Fingerprinting, a two-step process, utilizes paper electrophoresis and paper chromatography.
It produces splotches on paper at various locations; each mark corresponds to a peptide
residue (two or more linked amino acids). By comparing the fingerprints of sickle
cell and normal hemoglobin, Ingram found that one spot differed between the two fingerprints
and concluded that normal and sickle cell hemoglobin have a small difference in their
amino acid sequences.
Less than one year later, Ingram conclusively showed that normal and sickle cell hemoglobin
differ by one amino acid. Accordingly, he stated that normal hemoglobin has a glutamic
acid in the fourth peptide chain whereas sickle cell hemoglobin has a valine at the
same location. The substitution of glutamic acid with valine accounts for the difference
in charges on the two types of hemoglobin, and for the observed electrophoretic difference.

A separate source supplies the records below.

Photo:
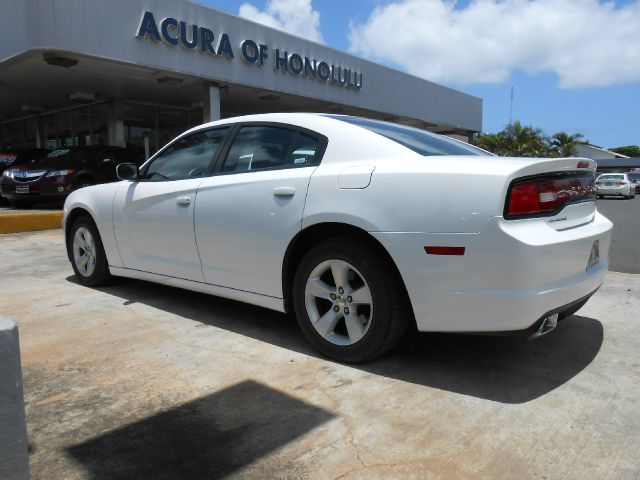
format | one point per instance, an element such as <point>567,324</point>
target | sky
<point>573,65</point>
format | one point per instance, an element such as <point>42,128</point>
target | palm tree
<point>516,140</point>
<point>563,144</point>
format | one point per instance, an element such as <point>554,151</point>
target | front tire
<point>87,255</point>
<point>348,301</point>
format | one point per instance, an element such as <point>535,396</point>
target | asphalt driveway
<point>141,381</point>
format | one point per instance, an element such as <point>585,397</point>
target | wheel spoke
<point>340,272</point>
<point>355,329</point>
<point>90,245</point>
<point>327,323</point>
<point>81,242</point>
<point>318,288</point>
<point>361,296</point>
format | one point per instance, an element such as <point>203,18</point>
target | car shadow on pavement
<point>209,437</point>
<point>500,369</point>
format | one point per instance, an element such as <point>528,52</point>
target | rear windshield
<point>420,141</point>
<point>60,152</point>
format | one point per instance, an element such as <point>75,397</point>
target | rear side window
<point>305,150</point>
<point>258,148</point>
<point>420,141</point>
<point>189,157</point>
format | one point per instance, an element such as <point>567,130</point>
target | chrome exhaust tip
<point>547,325</point>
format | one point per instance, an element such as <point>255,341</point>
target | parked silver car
<point>634,176</point>
<point>615,184</point>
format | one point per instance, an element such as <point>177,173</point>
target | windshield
<point>420,141</point>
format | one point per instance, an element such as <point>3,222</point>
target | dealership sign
<point>193,37</point>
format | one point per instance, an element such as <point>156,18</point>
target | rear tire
<point>86,253</point>
<point>348,301</point>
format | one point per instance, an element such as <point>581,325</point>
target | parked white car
<point>616,184</point>
<point>352,225</point>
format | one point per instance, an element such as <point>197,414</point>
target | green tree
<point>516,140</point>
<point>629,151</point>
<point>563,144</point>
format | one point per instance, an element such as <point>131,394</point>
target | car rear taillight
<point>546,195</point>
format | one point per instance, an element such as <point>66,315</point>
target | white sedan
<point>615,184</point>
<point>358,227</point>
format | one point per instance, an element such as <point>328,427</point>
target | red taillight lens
<point>546,195</point>
<point>524,198</point>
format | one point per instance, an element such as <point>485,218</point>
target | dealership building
<point>136,73</point>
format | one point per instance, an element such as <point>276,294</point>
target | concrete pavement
<point>137,380</point>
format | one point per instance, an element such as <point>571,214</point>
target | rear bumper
<point>615,190</point>
<point>511,275</point>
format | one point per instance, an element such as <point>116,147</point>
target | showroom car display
<point>350,224</point>
<point>615,184</point>
<point>634,177</point>
<point>54,175</point>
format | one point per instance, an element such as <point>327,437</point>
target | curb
<point>29,222</point>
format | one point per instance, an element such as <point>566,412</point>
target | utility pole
<point>511,107</point>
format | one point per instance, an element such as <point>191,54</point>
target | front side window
<point>259,147</point>
<point>189,157</point>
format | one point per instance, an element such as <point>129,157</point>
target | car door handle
<point>284,191</point>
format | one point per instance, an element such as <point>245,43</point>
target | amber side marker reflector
<point>444,250</point>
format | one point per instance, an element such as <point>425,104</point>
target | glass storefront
<point>147,127</point>
<point>85,125</point>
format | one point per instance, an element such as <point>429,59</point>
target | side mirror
<point>127,171</point>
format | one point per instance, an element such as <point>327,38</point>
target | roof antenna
<point>511,107</point>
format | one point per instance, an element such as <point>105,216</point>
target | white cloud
<point>586,43</point>
<point>296,17</point>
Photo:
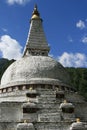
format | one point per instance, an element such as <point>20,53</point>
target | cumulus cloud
<point>10,48</point>
<point>73,60</point>
<point>84,39</point>
<point>20,2</point>
<point>80,24</point>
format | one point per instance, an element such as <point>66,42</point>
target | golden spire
<point>35,14</point>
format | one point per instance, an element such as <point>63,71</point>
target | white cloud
<point>80,24</point>
<point>84,39</point>
<point>10,48</point>
<point>20,2</point>
<point>73,60</point>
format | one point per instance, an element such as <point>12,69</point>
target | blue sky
<point>65,26</point>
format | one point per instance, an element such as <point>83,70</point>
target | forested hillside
<point>78,76</point>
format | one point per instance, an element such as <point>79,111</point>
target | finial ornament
<point>78,120</point>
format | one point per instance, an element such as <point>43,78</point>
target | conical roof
<point>36,43</point>
<point>35,67</point>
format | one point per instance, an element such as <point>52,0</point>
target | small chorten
<point>78,125</point>
<point>35,14</point>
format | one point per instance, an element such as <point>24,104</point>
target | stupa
<point>35,91</point>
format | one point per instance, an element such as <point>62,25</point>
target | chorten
<point>35,91</point>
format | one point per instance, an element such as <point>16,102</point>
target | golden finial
<point>35,14</point>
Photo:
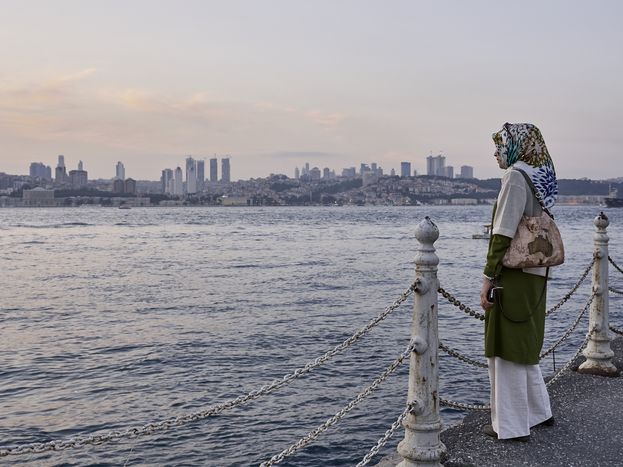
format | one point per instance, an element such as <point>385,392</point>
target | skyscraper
<point>213,170</point>
<point>436,165</point>
<point>167,180</point>
<point>191,175</point>
<point>179,182</point>
<point>225,170</point>
<point>200,175</point>
<point>405,169</point>
<point>120,171</point>
<point>467,171</point>
<point>61,172</point>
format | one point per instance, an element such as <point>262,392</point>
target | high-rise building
<point>168,187</point>
<point>436,165</point>
<point>213,170</point>
<point>191,175</point>
<point>225,170</point>
<point>78,178</point>
<point>200,175</point>
<point>120,171</point>
<point>405,169</point>
<point>179,182</point>
<point>40,170</point>
<point>467,171</point>
<point>60,177</point>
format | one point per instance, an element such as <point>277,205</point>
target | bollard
<point>421,445</point>
<point>598,353</point>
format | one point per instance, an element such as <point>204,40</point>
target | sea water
<point>117,318</point>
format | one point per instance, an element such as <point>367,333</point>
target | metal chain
<point>615,264</point>
<point>573,290</point>
<point>312,435</point>
<point>383,440</point>
<point>570,330</point>
<point>456,354</point>
<point>79,441</point>
<point>613,290</point>
<point>461,306</point>
<point>462,405</point>
<point>570,362</point>
<point>615,330</point>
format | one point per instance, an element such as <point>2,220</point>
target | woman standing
<point>515,318</point>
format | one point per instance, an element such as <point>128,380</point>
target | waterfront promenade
<point>589,415</point>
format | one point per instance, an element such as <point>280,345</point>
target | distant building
<point>405,169</point>
<point>225,170</point>
<point>166,180</point>
<point>60,174</point>
<point>40,170</point>
<point>120,171</point>
<point>314,173</point>
<point>38,197</point>
<point>179,182</point>
<point>200,175</point>
<point>435,165</point>
<point>129,186</point>
<point>467,171</point>
<point>214,170</point>
<point>350,172</point>
<point>191,175</point>
<point>118,186</point>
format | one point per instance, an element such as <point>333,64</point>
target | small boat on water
<point>485,234</point>
<point>612,201</point>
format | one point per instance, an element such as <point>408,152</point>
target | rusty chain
<point>383,440</point>
<point>570,330</point>
<point>615,330</point>
<point>133,432</point>
<point>616,266</point>
<point>456,354</point>
<point>312,435</point>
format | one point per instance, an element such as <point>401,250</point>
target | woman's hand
<point>484,291</point>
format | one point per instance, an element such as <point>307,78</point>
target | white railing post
<point>421,445</point>
<point>598,352</point>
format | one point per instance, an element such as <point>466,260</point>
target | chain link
<point>462,405</point>
<point>461,306</point>
<point>312,435</point>
<point>615,330</point>
<point>570,362</point>
<point>456,354</point>
<point>570,330</point>
<point>616,291</point>
<point>573,290</point>
<point>383,440</point>
<point>79,441</point>
<point>615,264</point>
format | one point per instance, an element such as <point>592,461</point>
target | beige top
<point>514,201</point>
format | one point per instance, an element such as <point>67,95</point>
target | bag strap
<point>536,194</point>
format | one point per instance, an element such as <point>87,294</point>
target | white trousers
<point>519,398</point>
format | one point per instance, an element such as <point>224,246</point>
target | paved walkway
<point>588,431</point>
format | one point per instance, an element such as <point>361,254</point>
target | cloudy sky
<point>277,83</point>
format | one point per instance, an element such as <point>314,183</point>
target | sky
<point>277,83</point>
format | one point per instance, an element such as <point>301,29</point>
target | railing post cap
<point>601,221</point>
<point>426,231</point>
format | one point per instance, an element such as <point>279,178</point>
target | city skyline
<point>261,83</point>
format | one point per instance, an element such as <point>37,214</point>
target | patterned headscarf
<point>521,145</point>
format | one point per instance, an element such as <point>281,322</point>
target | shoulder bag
<point>537,241</point>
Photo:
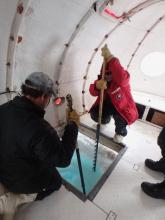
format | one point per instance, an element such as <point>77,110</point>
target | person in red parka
<point>118,101</point>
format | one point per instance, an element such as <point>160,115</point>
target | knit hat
<point>40,81</point>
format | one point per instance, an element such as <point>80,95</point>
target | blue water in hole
<point>71,174</point>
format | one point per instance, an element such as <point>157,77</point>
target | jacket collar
<point>23,102</point>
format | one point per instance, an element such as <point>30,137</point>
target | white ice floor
<point>121,197</point>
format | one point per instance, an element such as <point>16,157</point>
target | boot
<point>156,165</point>
<point>154,190</point>
<point>118,138</point>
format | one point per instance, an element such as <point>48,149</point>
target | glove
<point>101,84</point>
<point>106,53</point>
<point>73,116</point>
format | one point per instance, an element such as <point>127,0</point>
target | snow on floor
<point>121,197</point>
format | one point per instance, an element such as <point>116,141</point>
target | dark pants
<point>108,112</point>
<point>53,185</point>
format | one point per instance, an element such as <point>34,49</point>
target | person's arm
<point>119,75</point>
<point>53,152</point>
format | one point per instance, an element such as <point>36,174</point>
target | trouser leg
<point>54,184</point>
<point>120,125</point>
<point>107,112</point>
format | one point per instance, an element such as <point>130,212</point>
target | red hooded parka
<point>118,91</point>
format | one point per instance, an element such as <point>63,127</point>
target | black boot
<point>156,165</point>
<point>154,190</point>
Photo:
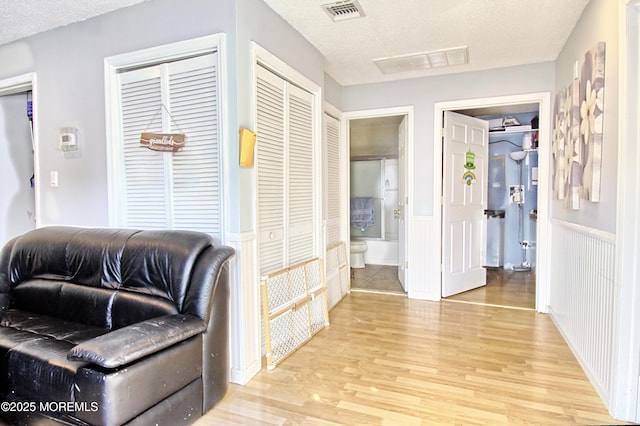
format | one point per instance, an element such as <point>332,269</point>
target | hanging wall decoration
<point>573,148</point>
<point>591,120</point>
<point>558,144</point>
<point>468,176</point>
<point>163,142</point>
<point>577,133</point>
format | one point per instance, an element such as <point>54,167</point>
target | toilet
<point>357,253</point>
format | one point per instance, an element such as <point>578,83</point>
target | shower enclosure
<point>378,179</point>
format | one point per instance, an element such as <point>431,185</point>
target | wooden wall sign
<point>164,142</point>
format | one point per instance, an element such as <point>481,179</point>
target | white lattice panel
<point>294,306</point>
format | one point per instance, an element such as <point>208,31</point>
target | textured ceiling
<point>498,33</point>
<point>22,18</point>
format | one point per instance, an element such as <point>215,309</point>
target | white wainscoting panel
<point>245,333</point>
<point>583,297</point>
<point>424,265</point>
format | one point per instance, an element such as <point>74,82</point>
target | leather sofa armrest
<point>130,343</point>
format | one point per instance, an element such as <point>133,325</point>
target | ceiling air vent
<point>343,10</point>
<point>422,61</point>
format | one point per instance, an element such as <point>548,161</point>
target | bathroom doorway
<point>377,195</point>
<point>18,148</point>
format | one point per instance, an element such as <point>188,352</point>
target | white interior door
<point>465,152</point>
<point>401,212</point>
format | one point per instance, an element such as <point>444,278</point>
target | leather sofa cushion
<point>34,352</point>
<point>151,263</point>
<point>98,307</point>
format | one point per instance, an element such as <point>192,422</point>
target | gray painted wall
<point>70,91</point>
<point>599,22</point>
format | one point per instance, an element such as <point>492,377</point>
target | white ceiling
<point>22,18</point>
<point>498,33</point>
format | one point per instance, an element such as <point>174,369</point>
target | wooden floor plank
<point>389,360</point>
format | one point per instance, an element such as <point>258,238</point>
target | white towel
<point>362,213</point>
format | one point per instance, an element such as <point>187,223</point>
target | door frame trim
<point>384,112</point>
<point>543,99</point>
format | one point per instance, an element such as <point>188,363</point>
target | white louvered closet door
<point>143,200</point>
<point>196,195</point>
<point>285,173</point>
<point>270,170</point>
<point>179,190</point>
<point>300,216</point>
<point>334,179</point>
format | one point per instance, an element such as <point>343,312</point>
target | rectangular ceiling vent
<point>422,61</point>
<point>343,10</point>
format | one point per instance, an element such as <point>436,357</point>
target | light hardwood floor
<point>389,360</point>
<point>504,288</point>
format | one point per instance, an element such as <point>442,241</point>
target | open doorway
<point>531,230</point>
<point>377,194</point>
<point>511,211</point>
<point>17,162</point>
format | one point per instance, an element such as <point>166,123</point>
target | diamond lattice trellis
<point>294,306</point>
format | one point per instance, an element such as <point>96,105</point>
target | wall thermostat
<point>68,139</point>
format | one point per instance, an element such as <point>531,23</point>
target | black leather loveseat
<point>112,326</point>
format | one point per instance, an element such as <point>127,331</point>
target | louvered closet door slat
<point>332,129</point>
<point>196,188</point>
<point>301,179</point>
<point>270,148</point>
<point>144,181</point>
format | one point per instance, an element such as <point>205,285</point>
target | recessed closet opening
<point>17,150</point>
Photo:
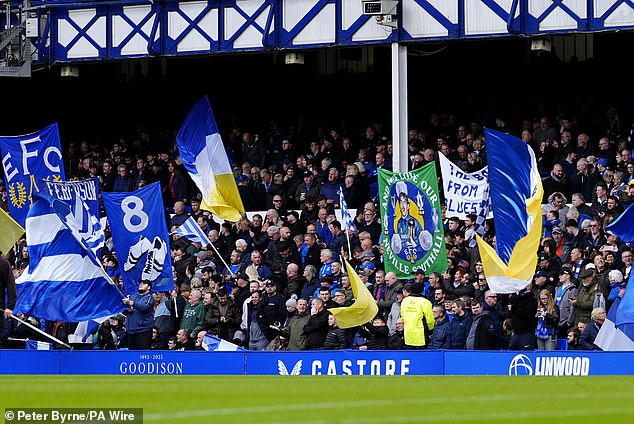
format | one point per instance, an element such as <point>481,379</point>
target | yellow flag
<point>205,158</point>
<point>10,231</point>
<point>364,308</point>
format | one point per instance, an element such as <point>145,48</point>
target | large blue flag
<point>140,237</point>
<point>619,323</point>
<point>205,158</point>
<point>83,199</point>
<point>64,280</point>
<point>27,159</point>
<point>516,194</point>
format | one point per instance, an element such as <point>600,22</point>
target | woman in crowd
<point>547,321</point>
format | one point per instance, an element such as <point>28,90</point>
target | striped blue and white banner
<point>346,216</point>
<point>64,280</point>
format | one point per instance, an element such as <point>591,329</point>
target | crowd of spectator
<point>269,281</point>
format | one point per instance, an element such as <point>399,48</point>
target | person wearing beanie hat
<point>291,309</point>
<point>418,317</point>
<point>585,298</point>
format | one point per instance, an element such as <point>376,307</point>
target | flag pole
<point>41,332</point>
<point>222,259</point>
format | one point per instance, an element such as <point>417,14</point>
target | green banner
<point>413,236</point>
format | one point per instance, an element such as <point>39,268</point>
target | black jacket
<point>523,308</point>
<point>316,329</point>
<point>335,339</point>
<point>376,337</point>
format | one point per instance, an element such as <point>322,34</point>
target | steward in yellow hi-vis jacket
<point>418,318</point>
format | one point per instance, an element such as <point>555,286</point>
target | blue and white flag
<point>83,199</point>
<point>346,217</point>
<point>612,336</point>
<point>617,332</point>
<point>64,281</point>
<point>205,158</point>
<point>191,231</point>
<point>516,193</point>
<point>140,237</point>
<point>27,159</point>
<point>214,344</point>
<point>35,345</point>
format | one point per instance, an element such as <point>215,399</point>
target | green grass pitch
<point>335,399</point>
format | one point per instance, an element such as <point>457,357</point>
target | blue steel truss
<point>97,30</point>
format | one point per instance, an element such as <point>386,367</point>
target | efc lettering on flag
<point>26,159</point>
<point>413,236</point>
<point>140,237</point>
<point>364,308</point>
<point>191,231</point>
<point>204,156</point>
<point>516,193</point>
<point>64,281</point>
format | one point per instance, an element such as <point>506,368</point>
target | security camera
<point>382,7</point>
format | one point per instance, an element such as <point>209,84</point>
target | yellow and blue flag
<point>516,193</point>
<point>204,156</point>
<point>364,308</point>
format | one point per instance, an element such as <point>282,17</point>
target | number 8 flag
<point>140,237</point>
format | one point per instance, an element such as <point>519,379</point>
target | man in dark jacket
<point>397,340</point>
<point>441,337</point>
<point>460,324</point>
<point>141,317</point>
<point>483,334</point>
<point>376,334</point>
<point>317,327</point>
<point>336,337</point>
<point>272,311</point>
<point>524,322</point>
<point>586,341</point>
<point>230,315</point>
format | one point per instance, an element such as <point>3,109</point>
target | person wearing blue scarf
<point>615,277</point>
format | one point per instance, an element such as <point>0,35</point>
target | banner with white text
<point>464,192</point>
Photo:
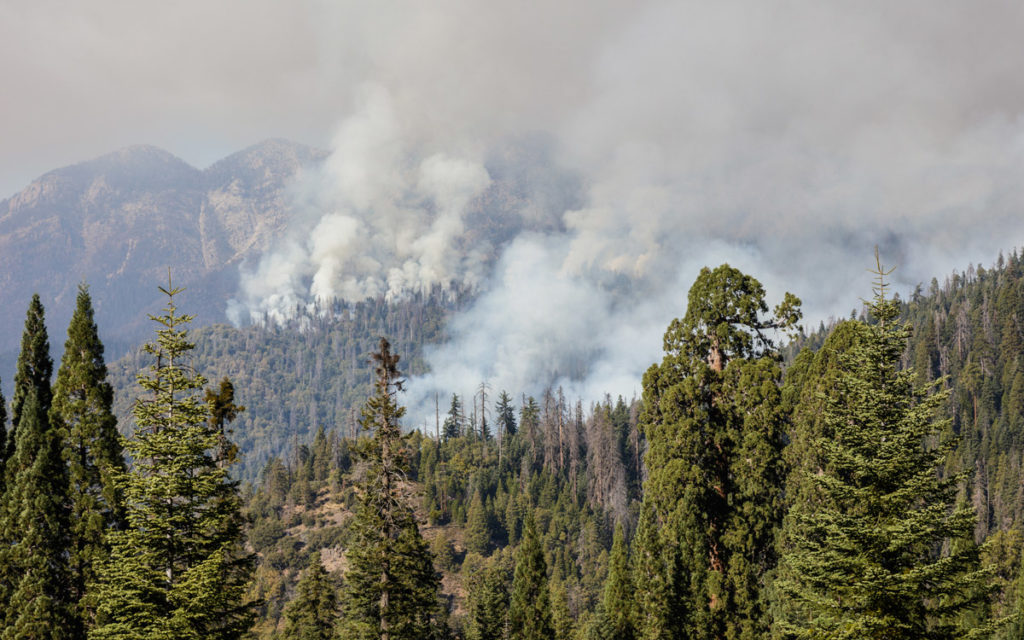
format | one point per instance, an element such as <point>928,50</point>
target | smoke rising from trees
<point>783,138</point>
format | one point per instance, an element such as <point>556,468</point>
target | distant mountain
<point>119,221</point>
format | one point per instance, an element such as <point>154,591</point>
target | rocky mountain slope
<point>120,221</point>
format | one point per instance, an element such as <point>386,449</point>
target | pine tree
<point>391,587</point>
<point>454,419</point>
<point>529,608</point>
<point>34,594</point>
<point>488,603</point>
<point>619,593</point>
<point>3,441</point>
<point>35,600</point>
<point>860,556</point>
<point>178,569</point>
<point>715,421</point>
<point>657,614</point>
<point>313,612</point>
<point>506,415</point>
<point>81,409</point>
<point>34,369</point>
<point>477,525</point>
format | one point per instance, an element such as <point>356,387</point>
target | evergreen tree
<point>3,441</point>
<point>223,411</point>
<point>34,369</point>
<point>529,608</point>
<point>454,419</point>
<point>391,588</point>
<point>861,556</point>
<point>92,450</point>
<point>488,603</point>
<point>715,421</point>
<point>35,600</point>
<point>477,525</point>
<point>506,415</point>
<point>656,614</point>
<point>178,569</point>
<point>619,593</point>
<point>33,514</point>
<point>313,612</point>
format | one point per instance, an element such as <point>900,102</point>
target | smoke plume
<point>787,139</point>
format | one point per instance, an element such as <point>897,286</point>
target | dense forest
<point>860,481</point>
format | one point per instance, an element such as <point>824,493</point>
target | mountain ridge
<point>120,220</point>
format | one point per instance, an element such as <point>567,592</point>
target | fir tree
<point>506,415</point>
<point>178,569</point>
<point>34,370</point>
<point>33,514</point>
<point>489,604</point>
<point>529,608</point>
<point>477,525</point>
<point>715,421</point>
<point>453,420</point>
<point>619,593</point>
<point>860,557</point>
<point>656,613</point>
<point>391,588</point>
<point>35,599</point>
<point>81,409</point>
<point>313,612</point>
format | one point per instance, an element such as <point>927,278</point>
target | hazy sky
<point>786,137</point>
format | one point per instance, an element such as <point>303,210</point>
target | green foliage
<point>716,422</point>
<point>178,569</point>
<point>506,415</point>
<point>529,607</point>
<point>92,450</point>
<point>860,555</point>
<point>293,379</point>
<point>391,588</point>
<point>313,612</point>
<point>488,602</point>
<point>35,599</point>
<point>617,603</point>
<point>35,369</point>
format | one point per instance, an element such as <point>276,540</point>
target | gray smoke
<point>785,138</point>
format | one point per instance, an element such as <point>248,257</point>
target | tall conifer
<point>178,569</point>
<point>391,588</point>
<point>34,369</point>
<point>861,553</point>
<point>715,422</point>
<point>529,610</point>
<point>92,450</point>
<point>35,600</point>
<point>312,614</point>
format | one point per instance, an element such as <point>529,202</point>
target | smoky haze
<point>785,138</point>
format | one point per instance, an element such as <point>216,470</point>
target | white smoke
<point>785,138</point>
<point>383,217</point>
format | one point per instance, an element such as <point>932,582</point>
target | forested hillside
<point>308,374</point>
<point>739,498</point>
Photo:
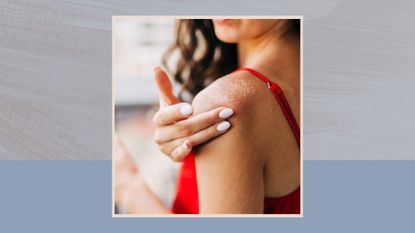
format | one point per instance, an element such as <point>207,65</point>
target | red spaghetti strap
<point>282,101</point>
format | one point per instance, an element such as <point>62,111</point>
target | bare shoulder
<point>239,91</point>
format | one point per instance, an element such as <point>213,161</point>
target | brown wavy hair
<point>202,56</point>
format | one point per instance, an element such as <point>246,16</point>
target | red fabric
<point>187,199</point>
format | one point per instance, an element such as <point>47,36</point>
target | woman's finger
<point>192,125</point>
<point>209,133</point>
<point>170,114</point>
<point>164,86</point>
<point>179,149</point>
<point>181,152</point>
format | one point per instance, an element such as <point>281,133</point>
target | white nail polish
<point>225,113</point>
<point>185,146</point>
<point>223,126</point>
<point>186,110</point>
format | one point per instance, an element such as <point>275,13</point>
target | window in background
<point>139,45</point>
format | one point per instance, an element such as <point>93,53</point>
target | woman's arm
<point>230,168</point>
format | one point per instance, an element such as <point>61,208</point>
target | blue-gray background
<point>55,100</point>
<point>55,74</point>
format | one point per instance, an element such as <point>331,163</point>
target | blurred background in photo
<point>139,46</point>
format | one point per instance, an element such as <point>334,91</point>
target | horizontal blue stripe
<point>75,196</point>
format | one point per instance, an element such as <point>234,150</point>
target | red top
<point>187,200</point>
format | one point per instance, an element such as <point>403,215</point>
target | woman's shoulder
<point>239,91</point>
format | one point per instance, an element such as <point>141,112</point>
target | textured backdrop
<point>55,74</point>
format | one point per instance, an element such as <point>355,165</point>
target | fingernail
<point>186,110</point>
<point>186,145</point>
<point>223,126</point>
<point>225,113</point>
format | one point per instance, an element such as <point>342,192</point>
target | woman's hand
<point>177,130</point>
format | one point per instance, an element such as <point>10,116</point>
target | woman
<point>255,166</point>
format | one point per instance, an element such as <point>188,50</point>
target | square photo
<point>207,116</point>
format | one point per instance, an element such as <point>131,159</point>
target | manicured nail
<point>186,110</point>
<point>225,113</point>
<point>223,126</point>
<point>186,145</point>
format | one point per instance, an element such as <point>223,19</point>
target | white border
<point>301,122</point>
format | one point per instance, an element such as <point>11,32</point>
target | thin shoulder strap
<point>279,95</point>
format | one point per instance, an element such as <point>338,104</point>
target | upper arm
<point>230,168</point>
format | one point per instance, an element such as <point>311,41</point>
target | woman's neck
<point>272,50</point>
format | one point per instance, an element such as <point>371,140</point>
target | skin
<point>177,133</point>
<point>258,154</point>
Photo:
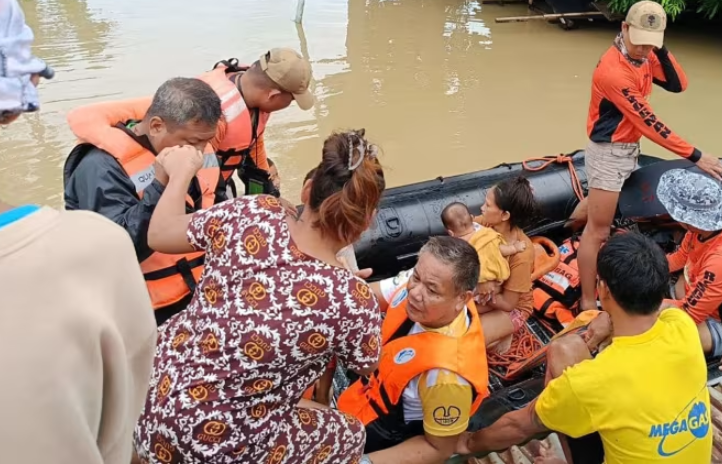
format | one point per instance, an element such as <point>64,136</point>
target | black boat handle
<point>516,394</point>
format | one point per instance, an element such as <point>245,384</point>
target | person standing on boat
<point>76,324</point>
<point>619,115</point>
<point>249,94</point>
<point>114,171</point>
<point>695,201</point>
<point>645,394</point>
<point>433,373</point>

Ingram acknowledged the importance of the work accomplished by Pauling and his colleagues
in 1949: "We owe to Pauling and his collaborators the realization that sickle cell
anaemia is an example of an inherited 'molecular disease' and that it is due to an
alteration in the structure of a large protein molecule, an alteration leading to
a protein which is by all criteria still a haemoglobin. It is now clear that, per
half-molecule of haemoglobin, this change consists in a replacement of only one of
nearly 300 amino-acids, namely, glutamic acid, by another valine – a very small change
indeed."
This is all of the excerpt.